Le salaire mensuel officiellement versé par l'Etat gabonais au président Bongo ne se limite-t-il pas à 14 940 euros, selon l'hebdomadaire Jeune Afrique? Celui du président Sassou Nguesso n'est-il pas de 30 000 euros, comme l'indiquent d'autres sources? Quant à Teodoro Obiang, ministre de l'agriculture et des forêts de son père, ne perçoit-il pas officiellement 5 000 dollars (3 400euros) par mois, d'après des sources américaines? Des investigations plus approfondies auraient dépassé le cadre de l'enquête préliminaire de police. Elles supposeraient l'ouverture d'une information judiciaire et la désignation d'un juge d'instruction. Une telle perspective a été écartée par la décision de classement, notifiée le 15 novembre par le parquet de Paris. Mais le dossier pourrait être rouvert si les associations parvenaient à déposer une nouvelle plainte, assortie cette fois d'une constitution de partie civile, comme elles en nourrissent le projet. Cette formule conduit automatiquement à la désignation d'un juge d'instruction, à condition que les plaignants prouvent leur "intérêt à agir".
 
Même si un juge d'instruction était désigné, de sérieux obstacles surgiraient immédiatement sur sa route. Outre l'immunité dont peuvent se prévaloir des chefs d'Etat en exercice – mais pas leurs familles –, la difficulté résiderait dans la mise au jour des opérations à l'origine d'éventuels détournements.
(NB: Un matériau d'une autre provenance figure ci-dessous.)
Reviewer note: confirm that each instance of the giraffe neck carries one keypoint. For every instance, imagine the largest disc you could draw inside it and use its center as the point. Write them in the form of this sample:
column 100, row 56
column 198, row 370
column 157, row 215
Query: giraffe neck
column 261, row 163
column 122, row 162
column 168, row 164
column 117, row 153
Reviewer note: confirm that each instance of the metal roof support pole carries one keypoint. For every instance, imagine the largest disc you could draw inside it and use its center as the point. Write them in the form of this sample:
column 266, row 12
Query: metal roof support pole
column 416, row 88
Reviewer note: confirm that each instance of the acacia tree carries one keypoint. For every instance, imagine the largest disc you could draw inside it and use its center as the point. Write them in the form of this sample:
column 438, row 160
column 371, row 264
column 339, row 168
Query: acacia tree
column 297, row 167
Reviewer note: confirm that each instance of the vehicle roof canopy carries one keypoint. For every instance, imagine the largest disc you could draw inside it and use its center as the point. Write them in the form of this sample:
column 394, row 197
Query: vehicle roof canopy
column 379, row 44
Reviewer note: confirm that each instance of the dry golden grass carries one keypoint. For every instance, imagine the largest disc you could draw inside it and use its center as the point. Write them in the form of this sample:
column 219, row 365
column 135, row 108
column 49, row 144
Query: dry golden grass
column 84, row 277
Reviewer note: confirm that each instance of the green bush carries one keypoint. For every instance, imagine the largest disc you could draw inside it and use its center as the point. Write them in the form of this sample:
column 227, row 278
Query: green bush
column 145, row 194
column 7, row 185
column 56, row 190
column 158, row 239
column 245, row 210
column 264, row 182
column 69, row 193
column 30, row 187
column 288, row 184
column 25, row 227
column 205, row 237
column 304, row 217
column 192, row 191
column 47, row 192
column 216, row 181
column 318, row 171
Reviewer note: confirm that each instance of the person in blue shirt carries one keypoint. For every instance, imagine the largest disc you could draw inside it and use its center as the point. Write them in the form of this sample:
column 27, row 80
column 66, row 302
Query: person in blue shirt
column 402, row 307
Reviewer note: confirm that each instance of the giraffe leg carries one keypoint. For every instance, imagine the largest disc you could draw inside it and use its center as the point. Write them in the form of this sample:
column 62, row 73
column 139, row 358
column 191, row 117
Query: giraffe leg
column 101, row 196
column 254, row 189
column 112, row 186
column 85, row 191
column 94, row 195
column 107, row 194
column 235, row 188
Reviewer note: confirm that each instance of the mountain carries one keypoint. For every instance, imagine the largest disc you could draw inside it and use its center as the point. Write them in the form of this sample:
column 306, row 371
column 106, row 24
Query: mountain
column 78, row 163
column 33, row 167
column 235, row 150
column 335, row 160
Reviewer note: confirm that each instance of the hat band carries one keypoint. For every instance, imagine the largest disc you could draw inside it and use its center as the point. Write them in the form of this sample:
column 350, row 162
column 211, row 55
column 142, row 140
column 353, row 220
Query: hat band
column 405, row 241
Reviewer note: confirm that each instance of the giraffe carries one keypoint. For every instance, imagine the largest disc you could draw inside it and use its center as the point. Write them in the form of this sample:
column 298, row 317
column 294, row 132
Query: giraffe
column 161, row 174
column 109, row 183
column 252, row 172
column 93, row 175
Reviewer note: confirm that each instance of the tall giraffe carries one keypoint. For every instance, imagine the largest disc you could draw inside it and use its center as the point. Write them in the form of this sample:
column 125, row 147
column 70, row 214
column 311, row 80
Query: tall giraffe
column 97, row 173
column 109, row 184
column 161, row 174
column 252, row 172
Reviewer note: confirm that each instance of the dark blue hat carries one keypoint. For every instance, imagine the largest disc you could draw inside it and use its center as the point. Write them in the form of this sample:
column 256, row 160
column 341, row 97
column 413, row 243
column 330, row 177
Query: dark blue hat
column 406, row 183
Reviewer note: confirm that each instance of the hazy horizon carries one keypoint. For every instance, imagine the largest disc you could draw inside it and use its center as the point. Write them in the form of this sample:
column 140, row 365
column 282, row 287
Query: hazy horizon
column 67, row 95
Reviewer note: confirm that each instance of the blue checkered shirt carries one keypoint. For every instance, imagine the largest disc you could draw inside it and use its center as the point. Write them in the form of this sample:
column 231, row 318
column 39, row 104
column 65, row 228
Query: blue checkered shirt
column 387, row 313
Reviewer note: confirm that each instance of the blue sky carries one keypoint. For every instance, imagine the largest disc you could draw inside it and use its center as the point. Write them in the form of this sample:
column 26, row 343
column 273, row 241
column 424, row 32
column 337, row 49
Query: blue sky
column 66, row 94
Il faudrait enquêter en Afrique, où des infractions auraient été commises, notamment dans les comptes publics. "La preuve que l'argent public a financé des dépenses privées se trouve dans le pays que contrôle précisément… le bénéficiaire", résume un spécialiste du dossier.
 
Trois des cinq régimes concernés bénéficient du soutien indéfectible de Paris. Cet appui, renouvelé récemment par Nicolas Sarkozy, ne devrait pas fondamentalement être remis en cause par la récente sortie de Jean-Marie Bockel, secrétaire d'Etat à la coopération, contre le "gaspillage des fonds publics" par certains Etats africains. Or une enquête destinée à faire la lumière sur d'éventuels "biens mal acquis" déborde rapidement les normes policières ou judiciaires. Elle suppose une véritable mise à nu de la relation franco-africaine.